Get on Top is a 2-player physics wrestling game by Bennett Foddy — the same developer behind QWOP and Getting Over It — and it carries all the hallmarks of his design philosophy: laughably simple controls wrapped around deceptively complex emergent physics. Two players share a single keyboard. Each player controls a floppy ragdoll character using just one key. The entire match is decided by who can use that single input to leverage, push, and outmaneuver their opponent until one torso hits the ground. It is absurd, intense, and extremely funny to play with someone next to you.
The arena is a single flat platform — no stage hazards, no powerups, no distractions. Just two wobbly bodies, gravity, and the chaotic interaction between them. Matches last seconds or stretch into drawn-out stalemates where both players are locked in a trembling standoff, each waiting for the other to make the wrong move. The minimalism is the point.
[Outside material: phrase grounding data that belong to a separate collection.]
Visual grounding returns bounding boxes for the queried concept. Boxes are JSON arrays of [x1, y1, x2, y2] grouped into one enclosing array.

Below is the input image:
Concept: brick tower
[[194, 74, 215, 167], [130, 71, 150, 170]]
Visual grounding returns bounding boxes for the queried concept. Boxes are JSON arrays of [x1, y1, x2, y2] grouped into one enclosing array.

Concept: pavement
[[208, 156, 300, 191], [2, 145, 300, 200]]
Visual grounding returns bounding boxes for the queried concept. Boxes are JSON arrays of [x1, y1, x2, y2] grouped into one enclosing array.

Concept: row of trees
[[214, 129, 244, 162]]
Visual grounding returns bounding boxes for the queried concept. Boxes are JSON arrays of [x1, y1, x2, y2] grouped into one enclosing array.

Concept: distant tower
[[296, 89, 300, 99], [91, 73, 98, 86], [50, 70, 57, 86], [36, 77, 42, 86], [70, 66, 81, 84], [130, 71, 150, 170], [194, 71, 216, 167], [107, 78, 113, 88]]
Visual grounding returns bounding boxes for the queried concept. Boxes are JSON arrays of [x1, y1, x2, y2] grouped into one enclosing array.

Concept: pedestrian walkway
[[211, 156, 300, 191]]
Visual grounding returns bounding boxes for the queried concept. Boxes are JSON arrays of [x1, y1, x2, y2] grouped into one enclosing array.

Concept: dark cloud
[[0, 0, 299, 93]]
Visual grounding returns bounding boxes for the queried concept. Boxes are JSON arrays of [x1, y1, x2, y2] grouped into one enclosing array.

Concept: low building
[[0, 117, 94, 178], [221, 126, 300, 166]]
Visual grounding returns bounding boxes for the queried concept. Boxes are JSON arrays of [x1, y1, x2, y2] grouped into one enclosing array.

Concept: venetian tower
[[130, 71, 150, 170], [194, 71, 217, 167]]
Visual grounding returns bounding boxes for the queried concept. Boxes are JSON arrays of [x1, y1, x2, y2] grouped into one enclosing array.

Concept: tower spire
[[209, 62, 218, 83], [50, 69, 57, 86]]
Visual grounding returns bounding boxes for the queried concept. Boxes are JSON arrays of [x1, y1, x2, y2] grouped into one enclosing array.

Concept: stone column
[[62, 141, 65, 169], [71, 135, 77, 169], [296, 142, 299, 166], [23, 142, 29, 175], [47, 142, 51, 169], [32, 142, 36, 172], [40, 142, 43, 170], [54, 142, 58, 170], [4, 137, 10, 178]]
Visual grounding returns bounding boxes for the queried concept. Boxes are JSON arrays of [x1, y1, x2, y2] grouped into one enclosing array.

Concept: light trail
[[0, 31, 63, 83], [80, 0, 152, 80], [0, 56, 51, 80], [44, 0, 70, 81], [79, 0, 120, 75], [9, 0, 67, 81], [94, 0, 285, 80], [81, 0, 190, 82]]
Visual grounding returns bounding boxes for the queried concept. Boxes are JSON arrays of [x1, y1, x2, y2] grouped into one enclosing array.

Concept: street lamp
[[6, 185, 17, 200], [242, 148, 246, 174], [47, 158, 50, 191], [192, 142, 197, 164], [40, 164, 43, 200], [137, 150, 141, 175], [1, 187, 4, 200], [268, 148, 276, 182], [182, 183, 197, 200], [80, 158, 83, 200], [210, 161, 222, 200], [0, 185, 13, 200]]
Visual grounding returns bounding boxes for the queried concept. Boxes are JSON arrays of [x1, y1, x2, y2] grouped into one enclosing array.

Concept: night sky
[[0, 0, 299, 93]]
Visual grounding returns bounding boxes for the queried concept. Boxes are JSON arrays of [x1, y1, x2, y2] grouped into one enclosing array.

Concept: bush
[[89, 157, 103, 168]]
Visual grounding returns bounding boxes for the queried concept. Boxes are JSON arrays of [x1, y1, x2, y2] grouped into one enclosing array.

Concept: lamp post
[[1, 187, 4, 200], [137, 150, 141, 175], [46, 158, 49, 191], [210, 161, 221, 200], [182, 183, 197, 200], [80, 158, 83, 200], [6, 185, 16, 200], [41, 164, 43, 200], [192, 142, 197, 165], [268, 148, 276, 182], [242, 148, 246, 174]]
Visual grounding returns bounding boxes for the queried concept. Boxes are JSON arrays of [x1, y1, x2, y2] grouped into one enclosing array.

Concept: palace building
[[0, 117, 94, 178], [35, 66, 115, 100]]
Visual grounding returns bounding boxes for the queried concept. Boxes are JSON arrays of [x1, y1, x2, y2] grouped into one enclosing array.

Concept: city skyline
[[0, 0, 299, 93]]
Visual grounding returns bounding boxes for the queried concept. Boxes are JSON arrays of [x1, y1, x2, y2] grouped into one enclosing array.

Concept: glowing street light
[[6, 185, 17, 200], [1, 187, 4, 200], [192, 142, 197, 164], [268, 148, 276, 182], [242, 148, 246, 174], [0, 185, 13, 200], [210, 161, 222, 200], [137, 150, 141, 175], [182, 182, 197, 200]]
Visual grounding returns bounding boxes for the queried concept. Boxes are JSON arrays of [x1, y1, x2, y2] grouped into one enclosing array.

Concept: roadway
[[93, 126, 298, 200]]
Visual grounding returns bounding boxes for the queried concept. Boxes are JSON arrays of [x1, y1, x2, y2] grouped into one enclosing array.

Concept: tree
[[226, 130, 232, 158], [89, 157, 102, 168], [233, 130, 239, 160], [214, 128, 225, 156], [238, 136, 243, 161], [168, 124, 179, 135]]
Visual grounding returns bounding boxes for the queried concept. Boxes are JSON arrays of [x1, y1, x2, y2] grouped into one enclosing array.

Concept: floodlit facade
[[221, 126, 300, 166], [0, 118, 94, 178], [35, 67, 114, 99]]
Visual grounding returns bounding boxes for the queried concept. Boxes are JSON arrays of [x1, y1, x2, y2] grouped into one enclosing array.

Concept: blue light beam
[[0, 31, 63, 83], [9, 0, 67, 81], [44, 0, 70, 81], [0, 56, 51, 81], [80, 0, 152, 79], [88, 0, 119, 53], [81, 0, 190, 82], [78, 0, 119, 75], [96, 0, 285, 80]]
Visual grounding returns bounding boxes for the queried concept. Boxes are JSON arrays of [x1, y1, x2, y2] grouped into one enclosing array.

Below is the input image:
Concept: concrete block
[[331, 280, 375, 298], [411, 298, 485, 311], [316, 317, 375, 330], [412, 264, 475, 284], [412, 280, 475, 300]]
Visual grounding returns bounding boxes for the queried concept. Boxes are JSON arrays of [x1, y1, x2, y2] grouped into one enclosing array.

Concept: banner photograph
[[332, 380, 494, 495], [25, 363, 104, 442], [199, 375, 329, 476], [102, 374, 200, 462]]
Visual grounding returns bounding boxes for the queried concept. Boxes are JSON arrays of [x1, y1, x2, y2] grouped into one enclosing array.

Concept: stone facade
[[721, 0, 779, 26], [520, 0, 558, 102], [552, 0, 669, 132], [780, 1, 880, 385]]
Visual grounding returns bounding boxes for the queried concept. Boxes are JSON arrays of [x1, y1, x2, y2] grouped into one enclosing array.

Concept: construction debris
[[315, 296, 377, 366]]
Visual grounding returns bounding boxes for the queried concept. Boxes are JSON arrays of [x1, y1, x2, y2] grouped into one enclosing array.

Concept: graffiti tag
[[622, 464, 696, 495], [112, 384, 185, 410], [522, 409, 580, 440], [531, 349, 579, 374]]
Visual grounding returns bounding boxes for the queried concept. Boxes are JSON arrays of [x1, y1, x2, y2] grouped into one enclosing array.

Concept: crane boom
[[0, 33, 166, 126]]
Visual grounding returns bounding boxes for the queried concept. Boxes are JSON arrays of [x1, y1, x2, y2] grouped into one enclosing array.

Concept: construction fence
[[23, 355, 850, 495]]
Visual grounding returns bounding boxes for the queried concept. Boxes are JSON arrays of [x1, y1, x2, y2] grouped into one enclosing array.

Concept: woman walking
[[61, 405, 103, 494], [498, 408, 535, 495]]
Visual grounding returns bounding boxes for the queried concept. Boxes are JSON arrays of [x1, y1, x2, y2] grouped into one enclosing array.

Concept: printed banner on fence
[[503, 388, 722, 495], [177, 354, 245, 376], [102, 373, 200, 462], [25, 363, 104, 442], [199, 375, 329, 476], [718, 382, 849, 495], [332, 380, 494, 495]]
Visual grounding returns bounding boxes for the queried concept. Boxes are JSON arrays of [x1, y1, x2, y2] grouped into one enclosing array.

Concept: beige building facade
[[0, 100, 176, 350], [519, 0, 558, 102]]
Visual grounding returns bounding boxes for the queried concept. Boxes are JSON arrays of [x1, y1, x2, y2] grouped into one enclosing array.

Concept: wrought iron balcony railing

Each player has exactly one key to press:
Each press throws your ragdoll's weight in a lurching forward arc. Holding your key and releasing at the right moment controls how far that arc travels. The physics engine calculates full body interaction — arms, torsos, legs all collide — so the result of any single press depends entirely on the current position of both players. A press that wins you the match from one angle will topple yourself from another.
The win condition is positional: your character needs to be on top of the opponent with their torso or head making contact with the platform (or effectively pinned beneath you). It is not knockout, not health bars, not points — it is pure spatial domination. This creates a very different mindset than most fighting games. You are not attacking so much as repositioning your center of gravity relative to theirs. The best players think about angle and weight distribution rather than button mashing.